A Window on a Man’s Morality


The Republicans’ comfortable majority in the Senate means that Alberto R. Gonzales will almost certainly be confirmed as the next attorney general. With hearings on his nomination set to start today, many Democrats think the best they can do is wound Gonzales enough with questions about his notorious torture memos to disqualify him for any future Supreme Court seat. In the end, however, they will feel pressure to support him or face retaliation from Republicans.

They should resist.

The eight Democrats and a smattering of moderate Republicans who voted for John Ashcroft four years ago probably felt the same pressure.

No one now can doubt the enormous power the attorney general wields or the lasting harm the person who holds that office can do. Gonzales may not share his predecessor’s zeal in hounding X-rated moviemakers or cancer patients who smoke marijuana, but as the president’s chief lawyer, he has been every bit as reckless.


As a leading architect of Bush’s ends-justifies-means war on terror, Gonzales pushed to justify torturing terror suspects in violation of international law, promoted military tribunals that echo Stalin’s show trials, helped write the Patriot Act (which, among other powers, gives government agents vast new snooping authority) and excused the limitless imprisonment of American citizens whom the president merely suspects of terror activity.

Three years into that war, much of Gonzales’ handiwork has been rejected by courts, damned by the world community and disavowed by the administration -- as in the Justice Department memo quietly released last week declaring that “torture is abhorrent to both American law and values and to international norms.”
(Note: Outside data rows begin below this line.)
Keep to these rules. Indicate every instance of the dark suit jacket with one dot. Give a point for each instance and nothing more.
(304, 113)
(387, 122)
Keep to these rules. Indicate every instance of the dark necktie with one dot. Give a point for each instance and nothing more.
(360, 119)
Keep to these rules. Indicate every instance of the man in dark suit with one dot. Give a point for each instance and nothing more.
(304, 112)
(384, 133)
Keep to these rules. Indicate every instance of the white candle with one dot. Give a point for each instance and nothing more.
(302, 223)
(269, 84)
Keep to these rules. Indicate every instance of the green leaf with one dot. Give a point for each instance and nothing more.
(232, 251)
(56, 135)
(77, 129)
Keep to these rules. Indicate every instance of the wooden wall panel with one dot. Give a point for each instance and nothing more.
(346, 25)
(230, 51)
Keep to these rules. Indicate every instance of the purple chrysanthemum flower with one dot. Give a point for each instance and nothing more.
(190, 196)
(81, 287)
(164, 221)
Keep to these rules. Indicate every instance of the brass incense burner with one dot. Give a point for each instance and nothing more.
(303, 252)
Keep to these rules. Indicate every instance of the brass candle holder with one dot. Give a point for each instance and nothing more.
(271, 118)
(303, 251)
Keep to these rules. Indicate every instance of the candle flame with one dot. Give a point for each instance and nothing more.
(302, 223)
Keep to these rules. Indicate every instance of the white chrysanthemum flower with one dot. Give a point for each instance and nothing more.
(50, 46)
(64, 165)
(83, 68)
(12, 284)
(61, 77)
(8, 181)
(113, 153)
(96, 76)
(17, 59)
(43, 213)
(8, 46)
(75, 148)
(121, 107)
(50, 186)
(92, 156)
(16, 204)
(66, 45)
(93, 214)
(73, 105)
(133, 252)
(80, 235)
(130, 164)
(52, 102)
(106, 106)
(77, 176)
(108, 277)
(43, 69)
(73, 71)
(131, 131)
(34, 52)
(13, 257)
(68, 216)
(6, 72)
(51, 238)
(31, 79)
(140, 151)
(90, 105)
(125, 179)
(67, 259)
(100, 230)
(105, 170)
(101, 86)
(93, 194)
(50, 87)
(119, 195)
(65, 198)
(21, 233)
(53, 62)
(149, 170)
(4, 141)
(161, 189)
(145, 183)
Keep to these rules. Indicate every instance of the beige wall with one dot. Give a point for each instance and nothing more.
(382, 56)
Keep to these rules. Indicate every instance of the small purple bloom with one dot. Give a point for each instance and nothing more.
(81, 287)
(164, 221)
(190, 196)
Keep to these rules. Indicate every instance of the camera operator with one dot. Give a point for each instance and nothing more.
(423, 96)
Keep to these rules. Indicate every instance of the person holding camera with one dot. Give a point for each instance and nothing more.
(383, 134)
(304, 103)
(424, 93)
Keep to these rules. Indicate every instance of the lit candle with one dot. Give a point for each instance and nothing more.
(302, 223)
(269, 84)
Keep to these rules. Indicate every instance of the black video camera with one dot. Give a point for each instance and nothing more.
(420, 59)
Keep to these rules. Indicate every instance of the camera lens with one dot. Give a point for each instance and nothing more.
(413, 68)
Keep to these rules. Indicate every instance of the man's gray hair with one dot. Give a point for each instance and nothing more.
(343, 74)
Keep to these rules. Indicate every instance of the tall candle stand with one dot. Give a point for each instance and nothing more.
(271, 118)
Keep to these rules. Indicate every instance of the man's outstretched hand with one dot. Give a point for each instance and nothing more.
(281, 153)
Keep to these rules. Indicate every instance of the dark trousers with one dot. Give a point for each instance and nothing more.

Gonzales’ defenders argue that, as White House counsel, he was simply a passionate advocate for his client. But the most devoted counselor knows that, even in wartime, there are legal and moral lines this nation crosses at peril to its own citizens and those of other countries. Gonzales’ justifications opened the door to the abuse at Abu Ghraib prison and the Guantanamo Bay detention facility. The mistreatment and prisoner deaths that occurred have raised fears of retaliation against captured Americans. Those concerns prompted a dozen retired generals and admirals, along with civil rights groups, to oppose Gonzales’ nomination.

Our justice system relies on an attorney general willing to defend civil liberties as ardently as he pursues criminals and terrorists. That person must be someone who respects both the power and the limits of law.

Gonzales’ record as White House counsel is not just a series of unfortunate missteps; rather, it is a troubling window into the man’s morality and his fitness to be the nation’s chief lawyer. Democratic senators will surely ask Gonzales sharp and embarrassing questions about the principles that guided his tenure in the Office of Legal Counsel. These lawmakers then ought to demonstrate that they understand the principles at stake by actually voting no.